The proposals for a site off Lowe Hill Road in Wem went before Shropshire Council’s northern planning committee earlier this month, when councillors said they wanted to refuse the scheme but deferred a final decision on the advice of officers.
The application will be presented to the committee again at a meeting on Tuesday, with officers holding firm on their recommendation that the plans should be approved.
Earlier proposals by the same developer, Metacre Ltd, were thrown out last year on the grounds that they would lead to significant visual and biodiversity harm.
At a meeting on October 5, officers said the revised plans addressed the previous reasons for refusal.

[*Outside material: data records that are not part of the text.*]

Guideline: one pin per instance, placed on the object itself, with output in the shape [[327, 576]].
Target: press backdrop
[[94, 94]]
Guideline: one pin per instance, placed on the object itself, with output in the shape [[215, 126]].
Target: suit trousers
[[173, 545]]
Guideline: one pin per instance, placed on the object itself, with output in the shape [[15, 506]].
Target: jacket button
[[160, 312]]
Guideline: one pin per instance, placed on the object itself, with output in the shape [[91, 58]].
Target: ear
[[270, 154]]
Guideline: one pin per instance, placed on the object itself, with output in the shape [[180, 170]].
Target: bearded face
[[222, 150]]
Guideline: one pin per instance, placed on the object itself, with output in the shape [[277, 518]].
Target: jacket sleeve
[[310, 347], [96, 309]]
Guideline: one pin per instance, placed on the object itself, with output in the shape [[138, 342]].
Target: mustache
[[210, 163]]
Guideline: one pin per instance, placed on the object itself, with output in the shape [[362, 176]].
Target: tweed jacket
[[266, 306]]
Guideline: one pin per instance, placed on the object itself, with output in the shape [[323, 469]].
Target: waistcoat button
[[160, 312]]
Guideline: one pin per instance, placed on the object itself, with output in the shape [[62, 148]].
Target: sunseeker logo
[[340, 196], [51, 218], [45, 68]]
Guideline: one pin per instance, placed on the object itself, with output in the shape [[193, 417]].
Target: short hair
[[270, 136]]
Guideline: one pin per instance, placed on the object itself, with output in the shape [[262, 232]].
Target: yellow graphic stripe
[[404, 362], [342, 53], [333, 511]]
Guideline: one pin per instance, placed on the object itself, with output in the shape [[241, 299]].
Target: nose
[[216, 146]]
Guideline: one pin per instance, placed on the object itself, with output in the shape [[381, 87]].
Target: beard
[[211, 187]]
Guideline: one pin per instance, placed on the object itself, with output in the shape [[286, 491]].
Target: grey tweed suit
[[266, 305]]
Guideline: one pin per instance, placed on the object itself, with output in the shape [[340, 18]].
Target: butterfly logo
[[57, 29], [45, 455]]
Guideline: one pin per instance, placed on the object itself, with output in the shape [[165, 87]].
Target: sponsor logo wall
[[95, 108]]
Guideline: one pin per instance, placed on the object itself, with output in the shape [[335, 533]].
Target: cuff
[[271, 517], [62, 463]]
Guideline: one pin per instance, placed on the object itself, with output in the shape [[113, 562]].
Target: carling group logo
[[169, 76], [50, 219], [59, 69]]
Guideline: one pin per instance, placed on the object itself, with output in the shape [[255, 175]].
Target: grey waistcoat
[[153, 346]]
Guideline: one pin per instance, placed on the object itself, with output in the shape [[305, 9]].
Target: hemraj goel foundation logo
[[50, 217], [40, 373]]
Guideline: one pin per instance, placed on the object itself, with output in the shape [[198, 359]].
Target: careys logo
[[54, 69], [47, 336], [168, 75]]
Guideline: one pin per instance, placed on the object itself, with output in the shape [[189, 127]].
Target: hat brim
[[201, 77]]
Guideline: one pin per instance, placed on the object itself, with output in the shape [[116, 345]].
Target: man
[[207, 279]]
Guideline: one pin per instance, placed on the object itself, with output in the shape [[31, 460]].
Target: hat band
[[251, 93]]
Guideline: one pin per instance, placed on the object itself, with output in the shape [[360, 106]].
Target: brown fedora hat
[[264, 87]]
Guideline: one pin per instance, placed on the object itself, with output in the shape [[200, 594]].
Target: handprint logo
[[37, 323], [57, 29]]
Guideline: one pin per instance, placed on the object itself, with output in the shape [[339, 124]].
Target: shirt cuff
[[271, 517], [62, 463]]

But councillors said they remained concerned that part of the proposed site was outside the town’s development boundary in open countryside.
Metacre says it is necessary to bring in the extra land as a gas pipe and existing trees make parts of the allocated site unsuitable for development.

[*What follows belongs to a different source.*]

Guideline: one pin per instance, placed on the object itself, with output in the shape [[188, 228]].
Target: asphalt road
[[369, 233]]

Planning officer Philip Mullineux, in a report to next week's meeting says: "The delivery of this site is crucial to the delivery of housing supply in Wem in the period to 2026 and implications in relation to the five-year land supply.
“This site is the major housing development site for Wem in accordance with the local plan.

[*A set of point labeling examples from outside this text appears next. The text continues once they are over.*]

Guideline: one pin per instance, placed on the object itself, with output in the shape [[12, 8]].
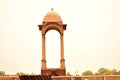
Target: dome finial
[[51, 9]]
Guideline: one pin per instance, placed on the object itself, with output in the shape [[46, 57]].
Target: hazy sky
[[92, 38]]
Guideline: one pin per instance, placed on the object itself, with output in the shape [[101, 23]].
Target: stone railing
[[105, 77]]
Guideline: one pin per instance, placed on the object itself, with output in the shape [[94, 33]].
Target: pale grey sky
[[92, 38]]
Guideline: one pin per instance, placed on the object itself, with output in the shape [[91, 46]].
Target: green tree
[[87, 73], [2, 73]]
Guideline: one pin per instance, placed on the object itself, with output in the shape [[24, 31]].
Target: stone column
[[43, 52], [62, 65]]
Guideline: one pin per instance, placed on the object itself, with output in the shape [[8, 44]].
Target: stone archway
[[52, 21]]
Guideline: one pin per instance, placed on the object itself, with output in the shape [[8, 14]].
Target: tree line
[[2, 73], [101, 71]]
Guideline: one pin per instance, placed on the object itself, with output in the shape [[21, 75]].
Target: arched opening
[[53, 49]]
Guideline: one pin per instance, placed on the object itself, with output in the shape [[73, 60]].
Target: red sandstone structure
[[52, 20]]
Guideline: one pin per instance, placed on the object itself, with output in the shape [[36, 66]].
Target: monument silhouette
[[52, 21]]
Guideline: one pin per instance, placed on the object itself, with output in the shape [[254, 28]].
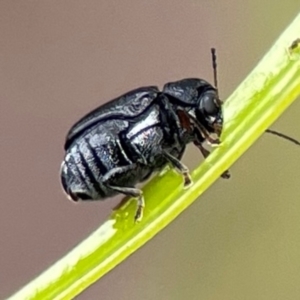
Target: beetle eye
[[209, 105]]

“With concerns about development and impacts, density will need to be low, with significant landscape mitigation, to integrate the development into the surrounding landscape in a satisfactory manner.
“Also a material consideration, is the policy requirement for 100 dwellings and the constraints of the site.”
The report says many of the concerns raised by councillors at the previous meeting can be addressed when a reserved matters application comes forward, rather than at the current outline stage.
If approval is granted, the development will be accessed via a new junction off Lowe Hill Road, between the junction with Pyms Road and the entrance to Thomas Adams School.
Ten of the properties would be ‘affordable homes’, while the proposals also include public open space and a site for community use.
If approval is granted, the developer will make a contribution of more than £600,000 towards local infrastructure improvements.
Wem Town Council and 20 members of the public objected to the plans, citing the encroachment into open countryside as well as concerns over flooding, ecology, traffic and road safety.